NSQLite is built for server-to-server communication. The HTTP API expects other servers as clients, not browsers.

If you ever need to hit it from a browser (e.g. from a web-based tool) you'll run into CORS. That's normal, and there's a simple fix.

Only do this if you have a real need and a good reason. Ideally, NSQLite shouldn't be accessible from the outside at all, keep it behind a VPN or restricted to your internal network. If you're exposing it, take security seriously.

Why a Reverse Proxy?

Browsers block cross-origin requests unless the server explicitly allows them via CORS headers. NSQLite doesn't ship with CORS support:

  • It's out of scope. NSQLite's job is to give you access to your database. CORS is a concern for the layer that exposes services to the web, and specialized tools handle it better.
  • Server clients don't need it. Backend services calling NSQLite don't enforce CORS, so shipping those headers would be dead weight.
  • You should opt in deliberately. Browser access to your database shouldn't happen by accident.

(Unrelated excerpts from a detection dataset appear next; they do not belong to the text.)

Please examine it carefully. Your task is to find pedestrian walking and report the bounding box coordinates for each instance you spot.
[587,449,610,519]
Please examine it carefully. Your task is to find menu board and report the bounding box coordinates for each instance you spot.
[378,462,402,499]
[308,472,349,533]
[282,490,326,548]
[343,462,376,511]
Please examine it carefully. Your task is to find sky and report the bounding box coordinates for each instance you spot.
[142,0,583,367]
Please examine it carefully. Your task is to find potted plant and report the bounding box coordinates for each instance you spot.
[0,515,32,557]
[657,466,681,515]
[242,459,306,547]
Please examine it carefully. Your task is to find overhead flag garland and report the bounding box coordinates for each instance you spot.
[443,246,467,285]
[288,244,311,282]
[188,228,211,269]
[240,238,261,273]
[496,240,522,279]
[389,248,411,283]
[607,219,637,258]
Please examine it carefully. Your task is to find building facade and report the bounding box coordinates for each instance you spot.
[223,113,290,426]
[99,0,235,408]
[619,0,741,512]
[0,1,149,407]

The idiomatic way to handle this is a reverse proxy. It's the right layer for CORS, and since NSQLite is Docker-first, adding one takes two minutes.

Below is an example with Caddy because it's the simplest option with a simple config and automatic TLS (very important). You can achieve the same with Nginx or any other reverse proxy.

Create a Caddyfile:

nsqlite.example.com {
    @preflight method OPTIONS

    header {
        Access-Control-Allow-Origin "*"
        Access-Control-Allow-Methods "GET, POST, PUT, PATCH, DELETE, OPTIONS"
        Access-Control-Allow-Headers "Authorization, Content-Type, Accept, Origin, X-Requested-With"
        Access-Control-Allow-Credentials "true"
        Vary "Origin"
    }

    respond @preflight 204

    reverse_proxy nsqlite:9876
}

Tie it together in docker-compose.yml:

services:
  nsqlite:
    image: varavel/nsqlite:latest
    environment:
      NSQLITE_AUTH_TOKEN: ${NSQLITE_AUTH_TOKEN}
    volumes:
      - nsqlite_data:/data
    networks:
      - internal
    restart: unless-stopped

  caddy:
    image: caddy:alpine
    ports:
      - "80:80"
      - "443:443"
    volumes:
      - ./Caddyfile:/etc/caddy/Caddyfile
      - caddy_data:/data
    networks:
      - internal
    restart: unless-stopped

volumes:
  nsqlite_data:
  caddy_data:

networks:
  internal:

Security Checklist

Thing Why
Pin your origin Replace * with your actual domain. Don't skip this.
Use auth tokens Set NSQLITE_AUTH_TOKEN (or _RW / _RO) on the NSQLite container.
Terminate TLS Let the reverse proxy handle HTTPS. Caddy does this out of the box.
Keep NSQLite private Only the proxy should be publicly reachable, not NSQLite itself.

That's it. A reverse proxy + CORS headers + auth tokens and you're good to go.